Interview with Thomas Menke
Thomas Menke, CEO, Thomas Menke Oberflächentechnik in Interview.
In your opinion, what are currently the biggest challenges for painting companies and job-shop coaters?
Well-trained specialists are the oil of a well-functioning business. With them, even difficult tasks are regularly mastered. By intermeshing the individual gears, production can run smoothly, like clockwork. If these skilled workers are missing, this can quickly become a problem. It is often difficult to attract new skilled workers for a demanding and stressful job. Many do not want to get their hands dirty.
Plant engineering, on the other hand, has constantly evolved. New systems create considerably more parts with more colour changes in the same time. Older journeymen are often faced with new technology that they first have to understand. Training them is another task that unfortunately is still too seldom in the focus of the management.

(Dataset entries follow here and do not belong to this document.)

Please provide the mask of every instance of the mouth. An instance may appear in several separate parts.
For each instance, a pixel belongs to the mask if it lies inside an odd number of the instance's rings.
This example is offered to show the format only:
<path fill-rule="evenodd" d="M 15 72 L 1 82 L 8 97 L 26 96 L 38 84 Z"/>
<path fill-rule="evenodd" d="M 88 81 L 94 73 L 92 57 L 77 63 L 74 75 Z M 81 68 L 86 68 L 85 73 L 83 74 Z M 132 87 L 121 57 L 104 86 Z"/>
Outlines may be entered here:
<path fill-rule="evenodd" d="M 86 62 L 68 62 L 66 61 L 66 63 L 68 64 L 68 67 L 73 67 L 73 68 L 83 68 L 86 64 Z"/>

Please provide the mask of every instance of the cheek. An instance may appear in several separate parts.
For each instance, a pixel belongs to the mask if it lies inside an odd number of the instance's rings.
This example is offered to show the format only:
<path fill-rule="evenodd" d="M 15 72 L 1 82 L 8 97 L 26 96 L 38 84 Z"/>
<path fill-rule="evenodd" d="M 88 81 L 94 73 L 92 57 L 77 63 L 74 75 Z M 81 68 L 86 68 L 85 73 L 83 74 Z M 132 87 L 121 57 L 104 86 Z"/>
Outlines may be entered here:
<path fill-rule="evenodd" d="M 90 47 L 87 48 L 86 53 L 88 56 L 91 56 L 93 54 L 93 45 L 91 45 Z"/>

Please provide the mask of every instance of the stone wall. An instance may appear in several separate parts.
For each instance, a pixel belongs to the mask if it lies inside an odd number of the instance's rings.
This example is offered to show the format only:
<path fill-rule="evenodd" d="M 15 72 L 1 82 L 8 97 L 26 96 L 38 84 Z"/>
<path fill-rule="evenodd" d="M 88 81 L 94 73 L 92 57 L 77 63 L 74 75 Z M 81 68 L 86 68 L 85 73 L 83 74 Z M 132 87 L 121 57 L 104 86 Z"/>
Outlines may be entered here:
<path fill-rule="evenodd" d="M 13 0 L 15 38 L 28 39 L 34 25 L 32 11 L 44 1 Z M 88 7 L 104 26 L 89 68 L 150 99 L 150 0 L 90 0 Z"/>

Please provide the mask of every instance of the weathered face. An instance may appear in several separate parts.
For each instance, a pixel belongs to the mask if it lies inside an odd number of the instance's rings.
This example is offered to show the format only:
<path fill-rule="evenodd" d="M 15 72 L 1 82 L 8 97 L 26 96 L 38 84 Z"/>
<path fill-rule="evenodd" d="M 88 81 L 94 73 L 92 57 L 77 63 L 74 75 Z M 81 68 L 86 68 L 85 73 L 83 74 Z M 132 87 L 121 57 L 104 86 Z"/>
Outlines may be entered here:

The new techniques cause a growing cost pressure in the market. Companies that use outdated technology are often no longer able to meet the increased quality demands of the market. High reject rates also often put a heavy strain on the balance sheet.
From your standpoint, what are the best ways to optimize coating processes?
The greatest opportunities lie in specialization and automation.
Specialization makes it possible to purchase machines that can coat very similar products in mass quantities and in the required quality. This gives you a competitive advantage. However, specialisation also always involves the risk that the product will be less in demand and sales could therefore decline.
Automation is a side effect of specialization. The aim is to keep human influence out of the process so that fewer influencing factors have to be taken into account. Processes with fewer influencing variables usually achieve much lower scrap costs. Also, omitted labour costs have a considerable influence in the calculation.
Robots, for example, can paint with high repeatability. In contrast to manual painters, errors can be systematically and reliably addressed and eliminated. Painting robots also offer a solution to the lack of skilled workers. On the one hand, fewer employees are needed, as robots are more productive, and on the other hand, the job is much more attractive, as the latest production methods are used. The employee has less contact with paints, varnishes and chemicals.
Robots can also support specialization to some extent and at the same time make the changeover to a new product easier, as they are flexibly programmable. This reduces the risk of a weakening market.
New are co-robots (cooperative robots). These robots can be used without an enclosure and thus offer considerable space advantages. Employees can also program these robots much more easily, as the user interfaces are much simpler and more intuitive than with conventional industrial robots.
What trends are emerging in your area of industrial painting technology?
The trend in the automotive sector is more and more towards larger and high-gloss coatings. The components are becoming more and more complex. With the Focus, Ford has installed a 2-component plastic part in the car, where the first component has a honeycomb and this is overmolded with clear plastic for a depth effect. This PC plastic is then coated again with a 1 layer UV clear coat to achieve a higher resistance and a high gloss. From this you can see the effort that is put into this.
In the field of corrosion protection, painting on hot-dip galvanised components is a permanent topic. Moreover, multi-layer coatings are still state of the art. However, KTL and powder coating is becoming increasingly important here.
In the field of powder coating, the measurement of the layer thickness directly after the powder coating process is becoming standard for more and more companies. To use less material and to simply re-coat with too little layer thickness is and remains a revolution. Even if the measuring devices are not all easy to operate and some of them still look very clumsy.
In the wet paint sector, the trend towards water-based paints seems to have stopped. Many companies have looked into post-combustion systems and similar processes and some are now using more solvents than ever before. Whether afterburning is really the solution remains to be seen, however, as these convert solvents into CO2 by means of a combustion process.
In the field of robot programming 3D applications (with VR glasses) are becoming more and more practical. But I could not discover any in productive use so far. But this will surely come in the next years. The advantages of not using this technology are too great for that.
What developments/solutions does your company offer for these trends?
We support users! This motto stands above all products and services. We are especially known for our training courses for robot programming as well as for programming of the robot brands ABB, Stäubli, B&M, Fanuc, Universal Robots. We have specialized in painting robots. With our experienced employees we achieve the best results for our customers. We are integrators for Universal Robots, but we also help other robot manufacturers.
Our second main pillar is consulting on processes and technologies. We provide companies with the knowledge to optimize their processes or to introduce new processes "painlessly". Of course, every product must be adapted to the process. Here we work closely with the members of the German Institute for Printing and Surface Technology.
As a third pillar we have the trade and production with special industrial products. Our test inks, which are among the most precise inks available on the market and are also classified as non-toxic, deserve special mention here.
What significance does PaintExpo have for your company?
We have decided in favour of PaintExpo and against Hannover Messe in 2020. Both fairs are taking place at the same time and so we have been working towards having to decide. At PaintExpo we meet the managers and professionals whom we can best help with our services.